Modern capitalism, it is argued, needs only a little government intervention, to function properly and effectively.

It is easy to be lulled into the comfortable belief that the system can take care of itself if only do-gooders will leave it alone.

The Wall Street Journal crowd so argue. Republicans do, also. But there are imperfections that, left unchecked, do reverberate throughout the system, and, as is the case now, take it to the edge of cataclysmic collapse.

That same financial system, states Solow, has intrinsic characteristics that can make it self-destructively unstable when it meets a large shock. One such characteristic is asymmetric information.

Asymmetric information is that some people have more information than others. Other such characteristics are market imperfections (diverging prices for same security) and the ability of financial giants to raise large sums of credit, in amounts and ways that can affect the whole system, without anyone taking account of, or feeling responsible for, the systemwide effects.

Discussing leverage, Solow illustrates 10-1 and 29-1 scenarios, including making and losing money.

Why did I do such a risky and, as it turned out, stupid thing? Well, it had worked in the past, and made a lot of money for many people. If I had backed off, others would probably have continued to make money for a while.

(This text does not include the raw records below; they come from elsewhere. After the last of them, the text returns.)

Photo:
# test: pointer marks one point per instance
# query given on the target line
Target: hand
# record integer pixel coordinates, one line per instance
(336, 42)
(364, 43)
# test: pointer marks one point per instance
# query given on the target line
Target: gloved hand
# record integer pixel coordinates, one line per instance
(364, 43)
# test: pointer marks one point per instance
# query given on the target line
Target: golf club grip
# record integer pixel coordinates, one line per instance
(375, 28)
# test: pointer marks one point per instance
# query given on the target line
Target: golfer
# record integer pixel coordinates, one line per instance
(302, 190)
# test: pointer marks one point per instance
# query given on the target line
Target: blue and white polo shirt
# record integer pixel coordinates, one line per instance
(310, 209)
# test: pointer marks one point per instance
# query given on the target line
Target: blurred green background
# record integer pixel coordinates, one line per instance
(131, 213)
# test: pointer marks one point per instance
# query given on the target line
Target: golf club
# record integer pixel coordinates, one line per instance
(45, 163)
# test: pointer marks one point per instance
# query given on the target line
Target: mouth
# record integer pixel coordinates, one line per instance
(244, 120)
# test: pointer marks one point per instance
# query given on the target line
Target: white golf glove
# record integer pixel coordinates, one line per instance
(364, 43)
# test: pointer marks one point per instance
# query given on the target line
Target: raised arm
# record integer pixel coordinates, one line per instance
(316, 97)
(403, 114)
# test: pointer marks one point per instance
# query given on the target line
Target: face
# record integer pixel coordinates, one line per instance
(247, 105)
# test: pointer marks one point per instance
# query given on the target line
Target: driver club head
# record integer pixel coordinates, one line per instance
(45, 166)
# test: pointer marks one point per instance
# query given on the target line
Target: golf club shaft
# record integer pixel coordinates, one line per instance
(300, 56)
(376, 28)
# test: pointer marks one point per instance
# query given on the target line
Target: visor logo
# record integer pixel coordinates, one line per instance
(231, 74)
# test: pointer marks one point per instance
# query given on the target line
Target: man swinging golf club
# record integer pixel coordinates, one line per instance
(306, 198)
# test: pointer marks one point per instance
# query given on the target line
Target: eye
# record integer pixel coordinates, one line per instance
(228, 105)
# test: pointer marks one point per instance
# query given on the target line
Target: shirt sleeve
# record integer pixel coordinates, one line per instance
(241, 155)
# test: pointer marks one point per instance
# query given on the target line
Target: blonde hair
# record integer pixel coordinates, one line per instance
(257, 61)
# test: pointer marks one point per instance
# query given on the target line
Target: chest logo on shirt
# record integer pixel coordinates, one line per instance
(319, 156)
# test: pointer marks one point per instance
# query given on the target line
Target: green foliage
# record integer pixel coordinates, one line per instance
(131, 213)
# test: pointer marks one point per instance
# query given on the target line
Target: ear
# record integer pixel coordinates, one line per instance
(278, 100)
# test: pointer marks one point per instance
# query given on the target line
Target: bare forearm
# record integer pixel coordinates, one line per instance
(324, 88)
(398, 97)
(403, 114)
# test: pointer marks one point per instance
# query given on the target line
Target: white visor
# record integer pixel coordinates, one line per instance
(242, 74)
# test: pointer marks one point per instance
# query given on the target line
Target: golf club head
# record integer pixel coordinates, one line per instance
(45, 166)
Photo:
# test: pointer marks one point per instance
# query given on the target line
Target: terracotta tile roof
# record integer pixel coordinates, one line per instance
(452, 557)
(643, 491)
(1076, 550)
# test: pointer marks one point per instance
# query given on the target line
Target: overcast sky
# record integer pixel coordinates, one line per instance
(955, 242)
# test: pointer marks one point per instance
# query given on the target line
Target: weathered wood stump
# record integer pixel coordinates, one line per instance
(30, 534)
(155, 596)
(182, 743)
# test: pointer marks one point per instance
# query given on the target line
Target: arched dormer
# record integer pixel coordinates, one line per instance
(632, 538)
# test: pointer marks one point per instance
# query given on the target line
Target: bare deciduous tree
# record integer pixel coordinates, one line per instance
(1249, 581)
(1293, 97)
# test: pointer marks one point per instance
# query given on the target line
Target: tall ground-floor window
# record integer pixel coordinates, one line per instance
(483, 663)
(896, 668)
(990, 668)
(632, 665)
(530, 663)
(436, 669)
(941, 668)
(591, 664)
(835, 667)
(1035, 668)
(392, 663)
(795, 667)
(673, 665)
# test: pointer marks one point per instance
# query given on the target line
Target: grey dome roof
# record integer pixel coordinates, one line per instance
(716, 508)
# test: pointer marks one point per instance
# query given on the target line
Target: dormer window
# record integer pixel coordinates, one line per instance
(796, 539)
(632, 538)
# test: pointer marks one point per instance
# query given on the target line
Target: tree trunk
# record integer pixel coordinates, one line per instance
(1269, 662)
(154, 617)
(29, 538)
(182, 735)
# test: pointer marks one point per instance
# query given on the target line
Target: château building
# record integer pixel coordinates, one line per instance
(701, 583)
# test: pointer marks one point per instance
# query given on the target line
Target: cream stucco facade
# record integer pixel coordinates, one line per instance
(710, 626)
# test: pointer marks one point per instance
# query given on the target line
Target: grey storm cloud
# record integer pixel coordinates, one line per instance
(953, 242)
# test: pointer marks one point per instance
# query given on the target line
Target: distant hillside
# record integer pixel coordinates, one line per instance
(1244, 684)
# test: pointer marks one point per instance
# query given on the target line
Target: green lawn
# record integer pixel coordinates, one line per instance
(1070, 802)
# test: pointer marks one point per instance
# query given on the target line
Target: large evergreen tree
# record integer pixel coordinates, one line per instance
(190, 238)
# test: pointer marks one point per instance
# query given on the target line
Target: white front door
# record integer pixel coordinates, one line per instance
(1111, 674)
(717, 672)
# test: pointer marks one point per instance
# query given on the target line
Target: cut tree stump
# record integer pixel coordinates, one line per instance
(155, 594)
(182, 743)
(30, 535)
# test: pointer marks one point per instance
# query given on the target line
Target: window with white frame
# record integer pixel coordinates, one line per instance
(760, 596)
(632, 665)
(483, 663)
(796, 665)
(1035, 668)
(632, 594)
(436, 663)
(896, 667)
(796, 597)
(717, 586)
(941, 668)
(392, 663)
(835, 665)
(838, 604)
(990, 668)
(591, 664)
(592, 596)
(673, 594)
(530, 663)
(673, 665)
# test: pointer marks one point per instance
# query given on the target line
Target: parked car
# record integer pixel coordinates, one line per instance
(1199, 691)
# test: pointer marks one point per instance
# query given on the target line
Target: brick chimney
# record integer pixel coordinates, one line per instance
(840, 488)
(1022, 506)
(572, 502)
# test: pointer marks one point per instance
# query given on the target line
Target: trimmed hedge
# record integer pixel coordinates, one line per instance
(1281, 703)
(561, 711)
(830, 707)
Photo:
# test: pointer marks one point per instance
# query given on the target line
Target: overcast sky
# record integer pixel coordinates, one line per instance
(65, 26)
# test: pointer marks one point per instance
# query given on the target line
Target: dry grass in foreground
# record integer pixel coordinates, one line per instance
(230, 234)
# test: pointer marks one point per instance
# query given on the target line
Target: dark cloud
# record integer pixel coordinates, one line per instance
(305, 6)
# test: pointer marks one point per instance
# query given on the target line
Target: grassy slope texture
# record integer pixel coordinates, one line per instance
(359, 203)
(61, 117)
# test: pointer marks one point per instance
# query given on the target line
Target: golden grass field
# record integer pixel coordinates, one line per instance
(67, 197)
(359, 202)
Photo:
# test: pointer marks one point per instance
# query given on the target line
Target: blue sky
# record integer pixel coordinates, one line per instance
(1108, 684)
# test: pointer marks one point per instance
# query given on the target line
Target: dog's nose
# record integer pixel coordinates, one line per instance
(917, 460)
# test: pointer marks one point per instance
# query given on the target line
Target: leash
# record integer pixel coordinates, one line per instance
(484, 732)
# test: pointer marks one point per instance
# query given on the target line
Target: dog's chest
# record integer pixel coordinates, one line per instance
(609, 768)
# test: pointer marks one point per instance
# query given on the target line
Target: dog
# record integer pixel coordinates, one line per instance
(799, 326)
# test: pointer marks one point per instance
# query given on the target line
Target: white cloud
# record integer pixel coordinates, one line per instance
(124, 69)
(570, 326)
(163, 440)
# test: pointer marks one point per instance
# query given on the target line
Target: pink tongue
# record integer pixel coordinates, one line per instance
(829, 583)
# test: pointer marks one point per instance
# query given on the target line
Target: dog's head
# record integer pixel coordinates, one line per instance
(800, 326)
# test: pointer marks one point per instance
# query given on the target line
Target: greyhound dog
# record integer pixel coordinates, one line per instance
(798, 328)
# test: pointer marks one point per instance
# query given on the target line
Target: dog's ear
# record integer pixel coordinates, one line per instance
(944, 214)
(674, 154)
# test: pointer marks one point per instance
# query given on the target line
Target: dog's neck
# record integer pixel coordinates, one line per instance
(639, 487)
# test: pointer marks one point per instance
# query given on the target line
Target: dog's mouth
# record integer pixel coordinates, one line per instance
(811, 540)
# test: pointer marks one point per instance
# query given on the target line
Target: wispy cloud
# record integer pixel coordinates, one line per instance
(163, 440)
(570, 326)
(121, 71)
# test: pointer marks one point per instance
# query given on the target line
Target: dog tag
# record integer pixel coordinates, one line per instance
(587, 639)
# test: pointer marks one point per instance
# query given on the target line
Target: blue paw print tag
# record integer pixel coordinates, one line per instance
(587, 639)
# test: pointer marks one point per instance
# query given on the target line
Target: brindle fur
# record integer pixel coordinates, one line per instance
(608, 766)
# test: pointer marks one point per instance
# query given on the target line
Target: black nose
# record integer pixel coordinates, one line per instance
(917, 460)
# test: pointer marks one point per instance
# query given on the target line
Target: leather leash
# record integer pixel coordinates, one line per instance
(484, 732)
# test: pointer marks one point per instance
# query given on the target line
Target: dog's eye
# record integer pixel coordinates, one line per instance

I would have looked like a fool, and very likely an unemployed fool.

... it is leverage that turns large banks and financial institutions into ninepins that cannot fall without knocking down others that cannot fall without knocking down still others. That seems to be the key to the potential instability of an unregulated financial system. It happens without any of the private actors violating the canons of self-interested rationality. Those canons would have been different if the SEC, the Fed, and other institutions charged with regulation had insisted both that all transactions be made public and that there be some limits on leverage.

The regulators, Greenspan, Cox, Donaldson, and Bernanke, too, kept hands off, letting the market self-regulate, following the Reagan mantra, that proved disastrous.

It is a noteworthy intellectual event that Posner has come to this understanding and expressed it forcefully and fearlessly. This same understanding must then also be the key to designing regulations that can reduce the frequency of financial crises like the current one, and limit the collateral damage to the real economy that they entail. Regulation should require that the uses and amounts of leverage, still largely hidden, be made public and that limits be set on the amounts of leverage that financial institutions can bring into play.

But the Wall Street Jounral crowd and the GOP still clamor for a self-regulating market and abhor the socialism they charge the President with instituting.

REP. JOHN BOEHNER, R-Ohio, House minority leader: What we see before us is a budget resolution that is nothing short of the most audacious move to a big, socialist government in Washington, D.C., than anything I could have ever dreamed about before I ran for Congress or, for that matter, any time over the last 18 years that I've been here.

Suntan John opines, and said so on the House floor.

Solow discusses the merits of Posner's use of the word depression, versus his use of the word recession. He goes on from there. Solow discusses the Fed's normal response to the recession of 2001, and cites Posner's discussion of the easy money period beginning then and lasting until the middle of 2004. Liquidity, a housing boom, and

certainly a further spurt. About 1.2 million private housing units were started in 1990, 1.6 million in 2000, and 2.1 million in 2005. Posner emphasizes the corresponding run-up in house prices, and he is right to do so. But the housing boom was not just a financial fact. By 2005 the country had clearly built many more houses, maybe two or three million more, than it could afford to occupy and finance. There would have been a housing slump in any case. We have had housing booms and slumps before, with consequences no worse than an interval of slow growth or a brief downturn, met with normal monetary policy and automatic fiscal stabilizers such as changes in tax rates or in public spending.